Friday, May 07, 2021

Distrust Doom Loop

Doom Loop: Richmond Mural Project 2014, by Onur and Wes21, photo by Brandon Bartoszek, 2019.

Breaking: On further consideration, Brooks ("Our Pathetic Herd Immunity Failure") thinks the New Deal may have been OK:

The New Deal was an act of social solidarity that created the national cohesion we needed to win World War II. I am not in the habit of supporting massive federal spending proposals. But in this specific context — in the midst of a distrust doom loop — this is our best shot of reversing the decline.

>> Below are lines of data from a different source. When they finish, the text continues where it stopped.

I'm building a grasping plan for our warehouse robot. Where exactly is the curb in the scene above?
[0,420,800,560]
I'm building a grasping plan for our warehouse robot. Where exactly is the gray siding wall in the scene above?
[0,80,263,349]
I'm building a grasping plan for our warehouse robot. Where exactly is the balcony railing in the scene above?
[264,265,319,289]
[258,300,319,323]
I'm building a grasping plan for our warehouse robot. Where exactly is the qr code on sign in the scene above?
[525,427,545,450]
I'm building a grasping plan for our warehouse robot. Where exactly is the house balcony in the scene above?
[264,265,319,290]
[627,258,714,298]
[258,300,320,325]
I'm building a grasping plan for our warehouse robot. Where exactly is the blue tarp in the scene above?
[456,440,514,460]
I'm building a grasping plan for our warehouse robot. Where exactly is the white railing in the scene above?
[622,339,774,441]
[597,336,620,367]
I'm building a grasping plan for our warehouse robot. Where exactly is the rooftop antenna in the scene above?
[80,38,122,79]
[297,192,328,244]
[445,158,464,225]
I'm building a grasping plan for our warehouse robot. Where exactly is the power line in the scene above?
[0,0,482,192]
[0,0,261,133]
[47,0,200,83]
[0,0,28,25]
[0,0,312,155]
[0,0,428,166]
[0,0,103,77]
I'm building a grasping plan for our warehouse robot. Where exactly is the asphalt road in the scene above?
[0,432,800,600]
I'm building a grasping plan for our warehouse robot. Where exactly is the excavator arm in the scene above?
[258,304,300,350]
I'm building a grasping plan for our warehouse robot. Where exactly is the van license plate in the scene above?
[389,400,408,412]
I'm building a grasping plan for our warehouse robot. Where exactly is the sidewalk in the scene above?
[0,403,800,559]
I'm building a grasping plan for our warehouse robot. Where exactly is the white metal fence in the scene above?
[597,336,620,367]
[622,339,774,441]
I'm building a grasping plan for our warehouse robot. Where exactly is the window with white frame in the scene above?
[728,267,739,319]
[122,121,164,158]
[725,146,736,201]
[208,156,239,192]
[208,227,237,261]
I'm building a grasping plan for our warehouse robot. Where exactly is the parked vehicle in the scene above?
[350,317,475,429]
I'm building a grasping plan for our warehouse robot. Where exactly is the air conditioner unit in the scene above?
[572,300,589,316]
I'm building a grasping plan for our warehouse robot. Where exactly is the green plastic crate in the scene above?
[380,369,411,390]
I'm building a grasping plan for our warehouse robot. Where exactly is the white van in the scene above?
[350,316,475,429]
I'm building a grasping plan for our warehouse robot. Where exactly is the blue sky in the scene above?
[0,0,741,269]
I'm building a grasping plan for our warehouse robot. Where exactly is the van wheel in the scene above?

Not, to be sure, because it rescued millions of Americans from hunger, homelessness, and despair, but because it created "cohesion". Which prepared us for the Second World War. And probably would have prepared us for the Covid-19 pandemic too, if we'd only had a good Great Depression beforehand for an excuse. You don't want a New Deal every day, because that's awfully expensive, but it's just the thing to get you out of a Distrust Doom Loop (the phrase sounds a little like Tom Friedman in a panic attack, but is Brooks's own, premiered in an article in The Atlantic last October).

Maybe if Trump had offered people a little New Deal in 2019, he'd have saved us from the Distrust Doom Loop of 2020.

And if something had given David Brooks more of a social cohesion feeling he would have handled it better himself, almost exactly a year ago, as our friend reminds us:

Distrust Doom Loops are a hell of a thing. 

Of course on the other hand you don't know you're in a Distrust Doom Loop until the Doom shows up. It's amazing that Roosevelt and his Brain Trust seem to have realized that a war was around the corner and buckled down to work right away, creating social trust by the ton, in plenty of time to win the war when it showed up.

That hardly ever happens. The Obama administration, for example, may have made elaborate preparations for a pandemic, but did absolutely nothing to create social trust, other than trying to get the entire population access to affordable health care, in spite of David F. Brooks's frequent pleas to them to think more about the social trust issue and stop trying to solve everybody's problems with complicated and expensive government programs.

Or maybe, hear me out here, maybe Roosevelt and the Brain Trust weren't thinking about the coming war at all. Maybe they were actually thinking about rescuing millions of Americans from hunger, homelessness, and despair just because they thought that was their job. Maybe the trust in government that largely lasted for the next 40 or 50 years had to do with the fact that the government installed in 1933 actually was trustworthy

And maybe instead of deploying just enough New Deal to get you through the specific context of that Distrust Doom Loop you could use moderately massive government spending (the kind of thing the Lincoln administration meant by suggesting that the people should be governed by the people on behalf of the people and then proceeding to a massive expansion of public education and transportation infrastructure in the middle of a civil war) all the time, even when it seems inconvenient, with the idea that if the government was trustworthy all the time those unpredictable Distrust Doom Loops would never arise. Just a thought.